Karena anggota Satgas menolak dan tetap berada di lokasi sesuai surat perintah tugas, jumlah massa semakin bertambah dan situasi memanas hingga berujung pada aksi pembongkaran dan pengrusakan.
Fasilitas yang dirusak antara lain lima baliho, satu portal, tiga plang akrilik timbul, 3.000 bibit tanaman, satu tenda pleton TNI AD, satu tenda biru, serta sejumlah dokumen dan perlengkapan pos.
Aksi tersebut tidak hanya terjadi di Poskotis Kenayang, tetapi juga berlanjut ke Pos 2 Kenayang yang berada tidak jauh dari lokasi pertama.
Massa kembali melakukan pengrusakan terhadap portal, plang, dan gapura selamat datang, kemudian mengangkut beberapa barang menggunakan truk. Total kerugian sementara ditaksir mencapai sekitar Rp190 juta.
Asep menegaskan, bahwa tindakan pengrusakan terhadap fasilitas Balai TNTN, khususnya yang berada di kawasan konservasi, merupakan pelanggaran hukum yang harus diproses secara tegas.

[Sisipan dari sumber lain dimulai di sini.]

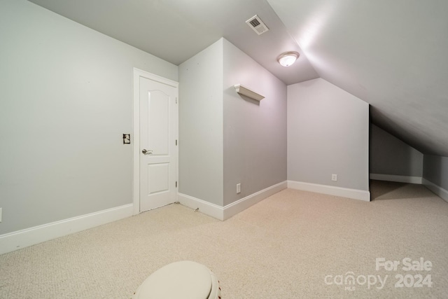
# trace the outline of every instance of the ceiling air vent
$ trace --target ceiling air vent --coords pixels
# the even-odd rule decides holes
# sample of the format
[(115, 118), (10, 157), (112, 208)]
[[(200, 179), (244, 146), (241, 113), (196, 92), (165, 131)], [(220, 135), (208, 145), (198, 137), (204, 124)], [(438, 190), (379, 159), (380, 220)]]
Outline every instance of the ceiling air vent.
[(251, 18), (249, 20), (246, 21), (246, 22), (258, 35), (262, 34), (269, 30), (269, 28), (266, 27), (265, 23), (263, 23), (263, 21), (262, 21), (257, 15), (255, 15), (253, 17)]

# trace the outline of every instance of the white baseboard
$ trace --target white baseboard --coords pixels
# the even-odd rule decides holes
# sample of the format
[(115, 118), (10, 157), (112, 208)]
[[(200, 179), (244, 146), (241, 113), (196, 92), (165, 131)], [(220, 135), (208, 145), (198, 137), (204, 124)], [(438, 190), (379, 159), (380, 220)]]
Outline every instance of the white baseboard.
[(226, 205), (224, 207), (224, 220), (235, 216), (238, 213), (254, 205), (257, 202), (259, 202), (287, 188), (288, 183), (286, 181), (284, 181)]
[(396, 181), (399, 183), (422, 183), (421, 176), (396, 176), (394, 174), (370, 174), (370, 179)]
[(437, 186), (434, 183), (430, 182), (426, 179), (423, 179), (423, 184), (437, 195), (442, 197), (445, 202), (448, 202), (448, 190), (444, 189), (440, 186)]
[(0, 235), (0, 254), (132, 216), (133, 204), (34, 226)]
[(224, 220), (224, 211), (223, 207), (212, 204), (186, 194), (177, 193), (177, 200), (186, 207), (191, 209), (199, 209), (201, 213), (209, 215), (218, 220)]
[(287, 183), (286, 181), (279, 183), (241, 198), (225, 207), (220, 207), (218, 204), (212, 204), (205, 200), (182, 193), (178, 193), (177, 199), (178, 202), (184, 206), (192, 209), (199, 208), (199, 210), (202, 213), (211, 216), (216, 219), (224, 221), (286, 188)]
[(288, 188), (302, 190), (304, 191), (316, 192), (316, 193), (340, 196), (342, 197), (370, 201), (370, 193), (364, 190), (349, 189), (333, 186), (319, 185), (317, 183), (304, 183), (301, 181), (288, 181)]

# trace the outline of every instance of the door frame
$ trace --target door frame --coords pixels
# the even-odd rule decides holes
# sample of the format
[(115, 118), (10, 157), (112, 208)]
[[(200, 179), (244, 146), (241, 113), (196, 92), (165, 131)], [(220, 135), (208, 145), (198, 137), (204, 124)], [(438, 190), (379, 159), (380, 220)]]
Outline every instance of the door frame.
[[(140, 77), (146, 78), (149, 80), (157, 81), (163, 84), (173, 86), (178, 90), (178, 82), (167, 79), (166, 78), (155, 75), (148, 71), (134, 68), (133, 69), (133, 101), (132, 101), (132, 200), (134, 205), (133, 214), (140, 214)], [(178, 135), (178, 96), (176, 102), (178, 106), (176, 109), (176, 136)], [(177, 138), (178, 140), (178, 137)], [(178, 181), (178, 147), (175, 151), (176, 159), (176, 179)], [(176, 189), (177, 193), (178, 189)]]

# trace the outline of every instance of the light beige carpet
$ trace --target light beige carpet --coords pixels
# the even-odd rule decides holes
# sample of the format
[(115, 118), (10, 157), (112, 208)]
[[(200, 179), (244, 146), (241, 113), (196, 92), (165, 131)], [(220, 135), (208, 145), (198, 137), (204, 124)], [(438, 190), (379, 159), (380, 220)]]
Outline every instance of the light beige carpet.
[(0, 256), (0, 298), (130, 298), (181, 260), (212, 270), (224, 298), (448, 298), (448, 203), (422, 186), (371, 188), (371, 202), (286, 189), (224, 222), (171, 204)]

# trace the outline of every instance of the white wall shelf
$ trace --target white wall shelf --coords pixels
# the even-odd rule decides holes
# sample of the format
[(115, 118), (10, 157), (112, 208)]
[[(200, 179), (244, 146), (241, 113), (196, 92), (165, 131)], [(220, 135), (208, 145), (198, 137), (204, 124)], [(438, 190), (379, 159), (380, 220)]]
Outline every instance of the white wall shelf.
[(265, 98), (264, 96), (248, 89), (246, 87), (241, 85), (241, 84), (235, 84), (234, 85), (237, 92), (240, 95), (245, 95), (246, 97), (250, 97), (251, 99), (255, 99), (257, 101), (261, 101)]

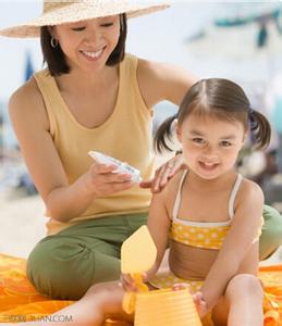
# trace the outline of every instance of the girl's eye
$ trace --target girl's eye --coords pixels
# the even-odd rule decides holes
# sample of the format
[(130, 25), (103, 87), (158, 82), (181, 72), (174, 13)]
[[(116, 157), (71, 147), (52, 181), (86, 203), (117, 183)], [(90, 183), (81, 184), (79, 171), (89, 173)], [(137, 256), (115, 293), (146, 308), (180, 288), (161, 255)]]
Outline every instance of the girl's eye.
[(231, 143), (230, 141), (222, 140), (222, 141), (220, 142), (220, 145), (223, 146), (223, 147), (229, 147), (229, 146), (231, 146), (232, 143)]
[(74, 32), (82, 32), (85, 29), (85, 26), (82, 26), (82, 27), (73, 27), (72, 30)]
[(105, 24), (101, 24), (102, 27), (111, 27), (113, 25), (113, 23), (105, 23)]
[(196, 143), (205, 143), (205, 140), (203, 138), (197, 137), (197, 138), (193, 138), (192, 140)]

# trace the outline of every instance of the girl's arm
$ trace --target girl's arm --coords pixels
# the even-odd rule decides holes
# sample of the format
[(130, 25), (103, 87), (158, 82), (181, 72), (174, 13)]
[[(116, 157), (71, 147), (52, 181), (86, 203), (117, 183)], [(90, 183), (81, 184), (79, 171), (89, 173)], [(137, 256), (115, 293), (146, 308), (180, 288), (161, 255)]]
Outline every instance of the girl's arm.
[(171, 220), (165, 206), (167, 190), (168, 189), (165, 189), (163, 192), (154, 195), (151, 200), (147, 225), (152, 240), (157, 247), (157, 259), (152, 268), (148, 271), (146, 280), (154, 276), (159, 269), (163, 254), (168, 247)]
[(33, 79), (11, 97), (9, 112), (21, 152), (48, 215), (68, 222), (84, 213), (97, 196), (132, 187), (128, 176), (114, 175), (111, 173), (114, 166), (100, 164), (90, 166), (74, 184), (69, 184), (50, 135), (41, 95)]
[(224, 294), (229, 281), (236, 274), (257, 274), (257, 237), (261, 228), (262, 206), (263, 193), (259, 186), (244, 180), (235, 201), (231, 229), (201, 288), (208, 310)]

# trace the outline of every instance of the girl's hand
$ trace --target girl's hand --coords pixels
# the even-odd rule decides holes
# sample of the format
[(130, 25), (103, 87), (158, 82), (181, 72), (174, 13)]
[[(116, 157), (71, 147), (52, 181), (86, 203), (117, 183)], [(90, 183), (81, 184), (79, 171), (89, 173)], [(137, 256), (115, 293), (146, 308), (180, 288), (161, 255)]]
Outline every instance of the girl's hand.
[(191, 291), (191, 287), (186, 283), (175, 283), (172, 286), (173, 291), (179, 291), (179, 290), (184, 290), (184, 289), (187, 289)]
[[(146, 283), (146, 273), (142, 275), (143, 283)], [(131, 274), (122, 274), (121, 275), (121, 285), (126, 292), (138, 292), (139, 288), (135, 281), (135, 279), (131, 276)]]
[(203, 318), (208, 313), (207, 303), (203, 297), (203, 293), (199, 291), (195, 292), (192, 294), (192, 298), (198, 311), (199, 317)]
[(150, 188), (151, 192), (160, 192), (168, 184), (168, 181), (181, 170), (187, 166), (183, 162), (182, 154), (177, 154), (167, 163), (162, 164), (155, 172), (155, 177), (147, 181), (142, 181), (142, 188)]
[(117, 173), (117, 166), (114, 164), (93, 164), (83, 176), (83, 181), (86, 193), (95, 197), (109, 196), (118, 191), (130, 189), (133, 186), (131, 175)]

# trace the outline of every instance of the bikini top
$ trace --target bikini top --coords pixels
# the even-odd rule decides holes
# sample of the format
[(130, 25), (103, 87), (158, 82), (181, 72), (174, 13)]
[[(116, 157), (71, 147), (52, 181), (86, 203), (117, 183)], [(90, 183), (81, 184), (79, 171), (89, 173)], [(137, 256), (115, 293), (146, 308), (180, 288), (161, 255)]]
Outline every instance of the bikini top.
[(177, 242), (197, 248), (217, 249), (222, 247), (223, 240), (230, 229), (234, 216), (234, 201), (242, 183), (242, 175), (238, 174), (229, 199), (229, 220), (224, 222), (193, 222), (177, 217), (181, 204), (181, 191), (187, 171), (181, 176), (174, 208), (172, 212), (172, 224), (170, 238)]

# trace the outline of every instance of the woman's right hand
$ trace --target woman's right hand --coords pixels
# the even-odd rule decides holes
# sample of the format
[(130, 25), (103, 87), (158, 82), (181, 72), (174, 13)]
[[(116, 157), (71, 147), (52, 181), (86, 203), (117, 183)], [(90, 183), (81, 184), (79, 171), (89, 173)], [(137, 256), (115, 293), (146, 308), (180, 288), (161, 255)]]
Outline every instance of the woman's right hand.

“Semua tindakan main hakim sendiri tidak dapat dibenarkan. Penegakan hukum dilakukan profesional, objektif, dan transparan. Setiap orang yang terlibat akan dimintai pertanggungjawaban,” ujarnya.

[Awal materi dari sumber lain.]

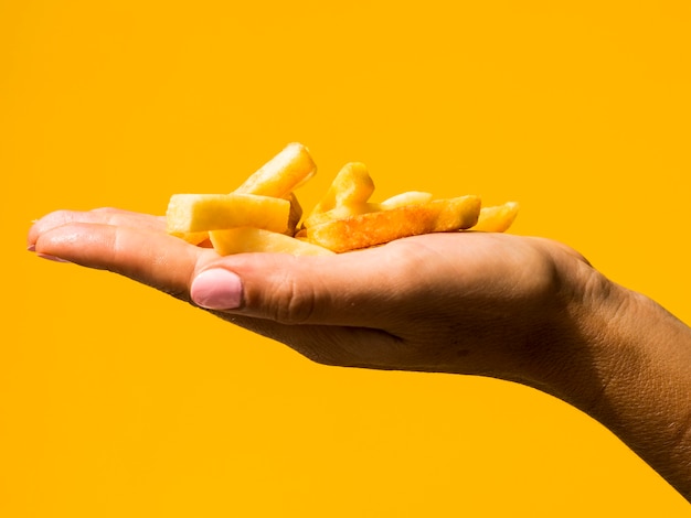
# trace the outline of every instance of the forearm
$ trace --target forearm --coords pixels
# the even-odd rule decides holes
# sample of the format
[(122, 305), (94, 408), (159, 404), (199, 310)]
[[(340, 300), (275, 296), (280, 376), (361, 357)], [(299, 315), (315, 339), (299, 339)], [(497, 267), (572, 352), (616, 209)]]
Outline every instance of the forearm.
[(573, 402), (691, 500), (691, 330), (646, 296), (605, 290), (577, 310), (597, 382)]

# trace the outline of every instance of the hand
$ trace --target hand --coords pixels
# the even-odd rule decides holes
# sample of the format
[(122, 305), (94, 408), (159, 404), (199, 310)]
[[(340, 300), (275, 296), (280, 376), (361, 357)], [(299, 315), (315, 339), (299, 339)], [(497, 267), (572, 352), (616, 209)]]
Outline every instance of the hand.
[(323, 364), (519, 381), (591, 414), (691, 498), (691, 330), (574, 250), (434, 234), (326, 257), (220, 257), (160, 217), (61, 211), (39, 255), (107, 269)]
[[(39, 220), (40, 255), (107, 269), (323, 364), (479, 374), (543, 385), (549, 343), (593, 276), (575, 251), (503, 234), (434, 234), (332, 257), (219, 257), (162, 218), (117, 209)], [(595, 276), (593, 276), (595, 277)], [(553, 361), (551, 368), (545, 368)]]

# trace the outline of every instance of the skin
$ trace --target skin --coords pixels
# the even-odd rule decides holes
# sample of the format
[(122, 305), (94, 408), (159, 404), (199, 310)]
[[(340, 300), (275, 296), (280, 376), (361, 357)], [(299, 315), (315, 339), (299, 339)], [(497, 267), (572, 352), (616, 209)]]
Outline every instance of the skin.
[[(160, 217), (96, 209), (47, 215), (28, 244), (205, 306), (321, 364), (543, 390), (603, 423), (691, 499), (691, 330), (559, 242), (454, 233), (327, 257), (220, 257), (167, 235)], [(225, 299), (236, 307), (209, 298), (209, 272), (240, 278)]]

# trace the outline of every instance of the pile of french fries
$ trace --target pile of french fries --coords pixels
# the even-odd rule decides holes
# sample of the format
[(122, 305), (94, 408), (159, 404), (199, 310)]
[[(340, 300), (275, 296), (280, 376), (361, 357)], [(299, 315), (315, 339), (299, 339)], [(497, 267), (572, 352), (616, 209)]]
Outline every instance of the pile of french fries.
[(342, 253), (419, 234), (504, 231), (518, 204), (481, 207), (480, 197), (433, 199), (405, 192), (371, 202), (374, 182), (362, 163), (346, 164), (331, 186), (304, 214), (295, 190), (317, 166), (307, 148), (290, 143), (230, 194), (173, 194), (166, 213), (168, 233), (222, 256), (285, 252)]

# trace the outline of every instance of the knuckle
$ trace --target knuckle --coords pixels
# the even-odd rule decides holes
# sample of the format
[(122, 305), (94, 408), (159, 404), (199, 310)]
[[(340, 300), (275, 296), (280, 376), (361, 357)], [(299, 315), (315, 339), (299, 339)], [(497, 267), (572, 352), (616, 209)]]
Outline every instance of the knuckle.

Dalam kasus ini, penyidik menerapkan Pasal 170 KUHP junto Pasal 406 KUHP terkait kekerasan bersama-sama di muka umum dan pengrusakan. Penyidik juga mendalami motif, pola massa, serta seluruh rekaman dan bukti yang beredar di media sosial.
“Perkembangan penanganan perkara akan disampaikan lebih lanjut oleh penyidik Ditreskrimum Polda Riau,” pungkasnya.